I am going out on a limb here to say I believe we are our relationships. We define ourselves as moms/wives/husbands/co-workers/friends/ etc..., and our relatioinships speak volumes about how we feel about ourselves. Think about three of your primary relationships. How do you feel about them? Is this how you feel about yourself? Are these relationships based on love and respect, or are you beat up and/or pushed around in your relationships? (Literally or figuratively.)

I have had my share of bad (one sided, and/or abusive) relationships. I never used to believe that I deserved to have kind, loving relationships, so I never entered into one. (I am talking on a subconsious level here folks. I didn't purposely set out to find a crappy relationship - ya know, the who grows up saying I am going to be a drug addict idea? - looking back it is easy to see that my choices were a direct reflection of how I thought about myself at the time.

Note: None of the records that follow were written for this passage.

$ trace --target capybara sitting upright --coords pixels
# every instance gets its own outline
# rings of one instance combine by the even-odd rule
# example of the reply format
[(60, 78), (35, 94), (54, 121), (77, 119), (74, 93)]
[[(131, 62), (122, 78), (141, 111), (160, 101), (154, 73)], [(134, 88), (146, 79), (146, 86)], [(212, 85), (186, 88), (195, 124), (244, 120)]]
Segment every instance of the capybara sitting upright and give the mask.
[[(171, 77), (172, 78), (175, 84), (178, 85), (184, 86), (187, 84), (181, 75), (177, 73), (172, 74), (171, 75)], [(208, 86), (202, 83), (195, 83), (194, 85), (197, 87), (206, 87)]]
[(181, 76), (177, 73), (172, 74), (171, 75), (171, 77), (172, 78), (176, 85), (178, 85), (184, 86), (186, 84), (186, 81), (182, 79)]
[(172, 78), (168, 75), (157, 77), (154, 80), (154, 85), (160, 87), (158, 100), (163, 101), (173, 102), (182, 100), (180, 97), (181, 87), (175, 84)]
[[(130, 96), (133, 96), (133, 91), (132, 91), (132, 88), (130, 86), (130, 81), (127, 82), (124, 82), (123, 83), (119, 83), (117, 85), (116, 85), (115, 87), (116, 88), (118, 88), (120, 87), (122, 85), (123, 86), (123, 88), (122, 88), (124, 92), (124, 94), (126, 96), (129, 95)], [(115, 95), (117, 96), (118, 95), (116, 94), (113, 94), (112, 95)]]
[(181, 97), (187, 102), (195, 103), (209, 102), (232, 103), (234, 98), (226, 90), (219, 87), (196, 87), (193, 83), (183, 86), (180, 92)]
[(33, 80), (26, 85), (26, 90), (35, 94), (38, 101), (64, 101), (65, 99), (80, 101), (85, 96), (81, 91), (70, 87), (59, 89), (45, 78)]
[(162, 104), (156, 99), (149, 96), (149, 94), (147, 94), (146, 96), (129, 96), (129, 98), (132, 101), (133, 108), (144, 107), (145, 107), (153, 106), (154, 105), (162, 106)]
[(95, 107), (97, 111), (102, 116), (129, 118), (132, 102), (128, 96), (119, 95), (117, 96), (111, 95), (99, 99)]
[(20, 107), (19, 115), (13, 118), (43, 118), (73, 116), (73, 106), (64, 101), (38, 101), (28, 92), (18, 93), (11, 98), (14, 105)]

It wasn't until I took the ideas of forgivness and grace (How is Lent going by the way?) to heart (practised it on myself that is) that I began to have quality relationships. If you are older than sixteen, then I can pretty well guarantee that you have some regrets about some of your actions that you just can't seem to get over. I don't know why, but we love to beat ourselves up. Do you ever find yourself encouraging someone to forgive or not be so hard on themselves for an action, only to realize that you are not practising your own good advice? I used to think it was selfish to practise self-love, or speak up for my needs in any relationship. (Maybe the people in my world think I've gone too far in the other direction, ME, ME, ME. I say, Hey! It's my turn.) The best thing we can do for all of our relationships is practise self-love. It really, really, really is true that we cannot love someone else until we first love ourselves. So the next time you are feeling selfish, remember doing so is for the good of all your relationships..... Keeping it all in balance of course.

Remember as a child how much fun it was to play on the seesaw (teeter-totter) during recess? Life functions a lot like that seesaw on the playground. Sometimes we will be the one most responsible for the seesaw's destiny. (The heavier of the two participants.) Sometimes we will be the one flying high in the air while someone else holds things down. If we are lucky, we will have times when everything comes together perfectly, and we will find ourselves totally balanced, if only for a second. How great does that feel?

3 comments:

Has to be me said...

Wow! Patty....it is so well written. Thanx fr my mention again. I just hope what u've said turns out to be true. (keeping fingers cross).
Glad that u r into yoga.
V.right, only if everything comes together wld v feel balanced.
Good blog.

Patty said...

Has to be me,

Love the compliment, thanks.

I am pretty confident in my intuition. I guess I could be wrong,and you could be a mad slasher person pretending to be a mom, but I just don't think so. It may sound strange that I have no idea who you are, and yet I feel as if I am getting to know you, and know that you are a devoted young mom, loving and doing the best she can do for her kids. That is all kids need to grow healthy, strong, and able to stand on your own.

I have been going to a yoga class for about a year and a half, and it has been a very positive force in my life on many levels.

Blessings for all to be well in your world, and with your little ones.

Has to be me said...

Thank u v.much Patty for all the good wishes.
Out of the blue, I somehow feel like asking u this - have u ever tried -
Reiki?
Art of living?
Or Anything spiritual?
I somehow feel u might like these.

Also I think u must plan a trip to India (my country, tho I don't live there right now...but wanting to go back!) cos I feel there r many things that might interest u.